A derrota por 3 a 1 para o Juventude, no Estádio Alfredo Jaconi, marcou o fim da curta gestão de Roger Machado como técnico do São Paulo, o que confirmou a crise financeira e pública que atinge o clube em 2026. A seleção brasileira enfrenta o Millonarios na terça-feira, 19 de abril, às 19h30, no estádio. Morumbi.
A demissão de Machado, horas depois do jogo, não significa apenas a busca por um novo treinador, mas também expõe as restrições orçamentárias e a instabilidade que perduram desde a saída de Hernán Crespo, que deixou o time na vice-liderança do Campeonato Brasileiro.
No ciclo de Machado, que mal chegou a 17 jogos – com registro de sete vitórias, quatro empates, incluindo um empate sem gols contra o Millonarios como visitante na terceira rodada da Copa Sul-Americana e seis derrotas.

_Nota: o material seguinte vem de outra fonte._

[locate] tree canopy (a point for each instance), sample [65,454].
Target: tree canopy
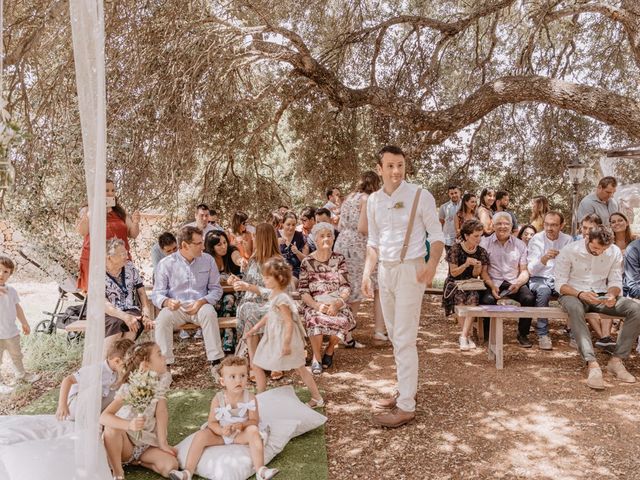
[250,104]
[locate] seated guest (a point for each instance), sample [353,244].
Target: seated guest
[600,202]
[166,245]
[467,210]
[202,220]
[507,275]
[588,274]
[240,235]
[324,287]
[292,244]
[586,224]
[186,288]
[123,317]
[631,277]
[254,303]
[543,248]
[228,260]
[323,215]
[485,209]
[526,232]
[307,221]
[214,220]
[467,260]
[622,235]
[539,208]
[502,205]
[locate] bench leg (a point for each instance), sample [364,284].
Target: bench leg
[480,330]
[492,339]
[499,349]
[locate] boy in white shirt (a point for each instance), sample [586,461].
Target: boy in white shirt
[110,367]
[10,311]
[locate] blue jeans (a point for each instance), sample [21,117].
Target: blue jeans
[543,288]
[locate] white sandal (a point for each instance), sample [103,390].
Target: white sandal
[313,403]
[265,473]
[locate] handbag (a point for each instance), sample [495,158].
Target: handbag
[465,286]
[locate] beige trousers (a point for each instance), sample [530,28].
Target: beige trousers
[401,299]
[12,345]
[168,321]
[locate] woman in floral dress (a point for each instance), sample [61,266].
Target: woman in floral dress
[352,244]
[324,288]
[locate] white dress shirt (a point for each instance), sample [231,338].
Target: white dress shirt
[579,269]
[388,217]
[538,246]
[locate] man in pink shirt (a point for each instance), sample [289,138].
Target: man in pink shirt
[507,275]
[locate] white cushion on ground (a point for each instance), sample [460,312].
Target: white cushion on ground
[233,462]
[282,403]
[50,459]
[23,428]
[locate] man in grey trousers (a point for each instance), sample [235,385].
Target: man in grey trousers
[588,275]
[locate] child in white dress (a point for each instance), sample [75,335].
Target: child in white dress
[233,419]
[282,344]
[140,440]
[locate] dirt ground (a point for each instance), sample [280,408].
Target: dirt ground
[536,419]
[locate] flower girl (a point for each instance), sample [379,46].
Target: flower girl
[282,345]
[135,423]
[233,418]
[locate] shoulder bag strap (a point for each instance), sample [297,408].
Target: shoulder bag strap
[412,217]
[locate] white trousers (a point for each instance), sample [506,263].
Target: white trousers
[168,321]
[401,299]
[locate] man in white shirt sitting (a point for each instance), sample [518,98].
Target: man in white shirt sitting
[588,275]
[402,273]
[543,248]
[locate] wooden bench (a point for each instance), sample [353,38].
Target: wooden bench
[497,313]
[223,322]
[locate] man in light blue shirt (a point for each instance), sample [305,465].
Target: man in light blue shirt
[447,216]
[187,286]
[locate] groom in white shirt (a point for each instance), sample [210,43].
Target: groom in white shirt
[402,273]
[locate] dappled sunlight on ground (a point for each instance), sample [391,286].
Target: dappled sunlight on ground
[536,419]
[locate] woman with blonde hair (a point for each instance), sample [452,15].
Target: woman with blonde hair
[254,303]
[539,208]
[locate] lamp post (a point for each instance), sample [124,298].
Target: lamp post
[575,170]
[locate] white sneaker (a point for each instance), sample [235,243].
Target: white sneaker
[265,473]
[29,378]
[381,336]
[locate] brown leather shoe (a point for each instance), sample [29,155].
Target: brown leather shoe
[395,418]
[387,403]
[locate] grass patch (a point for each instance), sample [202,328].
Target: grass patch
[304,457]
[52,354]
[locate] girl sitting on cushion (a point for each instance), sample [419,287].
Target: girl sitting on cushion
[140,439]
[233,419]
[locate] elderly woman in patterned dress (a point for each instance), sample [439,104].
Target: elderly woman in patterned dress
[352,244]
[324,288]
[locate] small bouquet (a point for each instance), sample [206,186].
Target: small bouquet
[144,387]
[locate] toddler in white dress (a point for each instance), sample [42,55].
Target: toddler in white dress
[281,347]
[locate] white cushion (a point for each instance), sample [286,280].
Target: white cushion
[23,428]
[53,460]
[233,462]
[282,403]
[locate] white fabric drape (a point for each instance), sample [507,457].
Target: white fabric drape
[87,21]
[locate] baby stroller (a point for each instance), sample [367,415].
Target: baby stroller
[70,306]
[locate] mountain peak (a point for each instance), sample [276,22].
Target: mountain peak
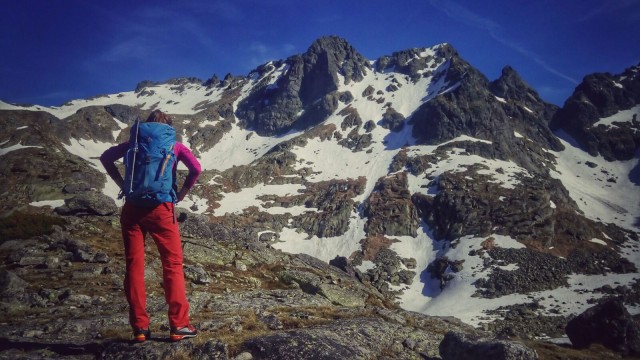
[510,85]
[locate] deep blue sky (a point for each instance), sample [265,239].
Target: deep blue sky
[52,51]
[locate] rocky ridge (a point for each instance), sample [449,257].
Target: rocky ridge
[319,96]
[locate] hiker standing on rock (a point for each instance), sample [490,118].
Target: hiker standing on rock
[149,187]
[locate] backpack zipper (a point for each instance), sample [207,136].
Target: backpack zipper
[166,160]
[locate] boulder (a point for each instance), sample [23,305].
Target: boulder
[458,346]
[609,324]
[88,203]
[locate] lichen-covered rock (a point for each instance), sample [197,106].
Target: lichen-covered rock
[88,203]
[389,208]
[609,324]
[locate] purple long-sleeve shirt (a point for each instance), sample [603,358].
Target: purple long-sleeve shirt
[112,154]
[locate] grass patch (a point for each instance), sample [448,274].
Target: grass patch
[21,225]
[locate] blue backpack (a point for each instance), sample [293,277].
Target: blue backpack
[149,164]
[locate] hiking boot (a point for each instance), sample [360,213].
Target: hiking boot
[141,335]
[185,332]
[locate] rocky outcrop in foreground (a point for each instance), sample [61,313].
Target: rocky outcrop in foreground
[61,292]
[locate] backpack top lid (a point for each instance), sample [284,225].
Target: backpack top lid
[152,132]
[149,164]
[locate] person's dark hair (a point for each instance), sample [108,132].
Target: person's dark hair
[159,116]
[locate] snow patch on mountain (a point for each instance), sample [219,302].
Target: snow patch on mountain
[602,192]
[170,98]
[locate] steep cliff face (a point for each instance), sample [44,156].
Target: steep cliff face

A administração desportiva tentou apoiar o processo, sobretudo com o apoio do executivo do futebol Rui Costa, que justificou a decisão dizendo que “a continuação do processo vai aumentar a pressão externa”. Costa confirmou que a saída foi acertada após conversar com Machado e receber o apoio do presidente.
Machado assumiu o cargo sob muita pressão desde o início, por causa da frustração causada pela demissão de Crespo. Sua chegada, que protegeu principalmente Costa, não conseguiu acalmar o ânimo da torcida ou dos dirigentes.
Apesar das duas primeiras vitórias contra Chapecoense e RedBull Bragantino, a situação piorou após a derrota para o Palmeiras e as críticas continuaram por decisões táticas, como a volta ao sistema de ala aberta e a tentativa fracassada de contratação de Artur no ataque pela lateral direita.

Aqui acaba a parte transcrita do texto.